A lot of things are terrible, but not everything.
The Philippines has too many problems, honestly. From increasing transportation fares to ignoring labor laws, we can’t seem to catch a break. Keeping up with the news can get too overwhelming very quickly, so we’ve got you covered. Here are the important things that happened in the country this past week.
It’s still more fun in the Philippines despite Boracay closure
With Boracay closing down for six months due to environmental problems, it’s almost expected that tourism would go down for the country overall since the island has a major role in the economy. However, DOT spokesperson Bong Bengzon stated that there was an increase of tourists by 10.24% from last year during the period of January to May. Despite Boracay closing down in late April, statistics show that there were more tourists in May 2018 than in May 2017 with 537,743 and 532,757 visitors respectively.
The country with the most tourists coming into the country is South Korea, with the second being China, according to the Department of Tourism. The number of Chinese tourists also increased this year by 43.81%, which was caused by the Philippines’ recent ~friendly~ relations with the country.
Boracay is set to reopen in late October and the government has advised businesses to accept bookings during and after then. Those visiting the island might face an increased environmental fee from the usual P75. Some local government officials are pushing for a P500 fee, while others are advising against it, saying that efforts should be focused on making sure the rehabilitation finishes on time.
Every piso counts with new fare hike
Jeepney fares have increased from P8 to P9, as seen in an order from the Land Transportation Franchising and Regulatory Board last July 6, 2018. Those traveling in jeepneys in Metro Manila, Central Luzon, and Calabarzon have been affected by this P1 hike for the first four kilometers. The LTFRB said that this increase was due to rising oil prices.

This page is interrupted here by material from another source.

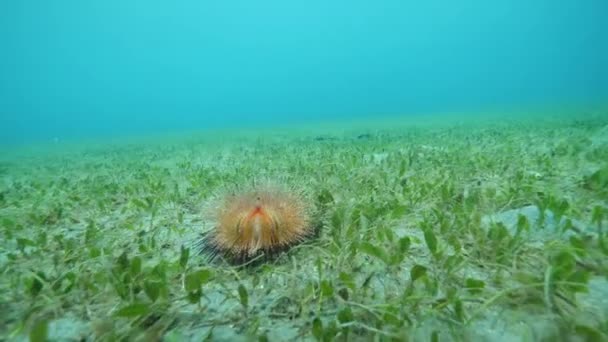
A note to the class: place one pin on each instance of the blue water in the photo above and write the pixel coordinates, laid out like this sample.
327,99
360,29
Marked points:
87,68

There has also been confusion regarding the fare discount for students, PWDs, and senior citizens because of the hike. The LTFRB stated that they have 20% off, meaning they technically have to pay P7.2 (#mathwizard). A number of jeepney drivers were reported to have charged P8 however, basically only giving a piso discount. So, anuna @ LTFRB?
Another mayor killed
Last July 11, a vice-mayor from Tawi-Tawi was gunned down in Zamboanga city by two unknown assailants. The death of Vice Mayor Al Rashid Mohammad Alih is just one of the multiple attacks directed towards officials from local governments. This past month, three other mayors and vice-mayors were killed in separate incidents. On July 7, Vice Mayor Alex Lubigan of Trece Martires City, Cavite was also shot along with his bodyguard. Tanauan City Mayor Antonio Halili and Nueva Ecija Mayor Ferdinand Bote were also murdered last July 2 and July 3 respectively.

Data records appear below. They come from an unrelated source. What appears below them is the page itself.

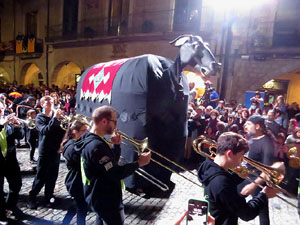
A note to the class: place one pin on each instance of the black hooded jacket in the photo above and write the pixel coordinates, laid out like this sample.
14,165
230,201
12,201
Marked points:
73,179
12,133
226,204
102,174
50,136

The PNP says any connections between the killings have yet to be found. As of the moment, none of the attackers have been identified or apprehended.
New bill proposes ban on plastic straws and stirrers
Senator Risa Hontiveros recently pushed for Senate Bill 1866 which helps reduce plastic waste. In this bill, establishments will not be allowed to use plastic straws and stirrers unless customers with disabilities require them. Fines will be put into place for those who break the ban. First-time offenders will be charged P50,000 and the highest punishment being the suspension of a business permit plus an additional fee.
The bill has yet to be passed, but it lines up with the initiative of the Association of Southeast Asian Nations (ASEAN) to reduce single-use plastics. Bill 1866 may seem like it would play just a small part in saving the environment, since straws only make up a tiny portion of ocean waste, but it’s a good start. Even acts like bringing your own tumbler for that daily dose of Starbucks can go a long way, especially considering that the Philippines is the third largest generator of plastic trash in the ocean.
Jollibee stocks go down due to contractualization issue
In a list released by the Department of Labor and Employment last May, Jollibee Foods Corporation (JFC) ranked one for the most number of workers affected by endo and were then ordered by the government office to regularize its 6,482 workers. Despite this, the corporation insisted that they are following the labor laws when dealing with “reputable” service contractors.
Many people are boycotting the famous fast-food chain, along with with protests coming from workers themselves under the #BEEastmode campaign that plans to snub the corporation and other establishments affiliated with it. The result was a plunge in JFC’s stocks by 3.85%, which proves that the power is truly in the hands of the people, and not with the Bee.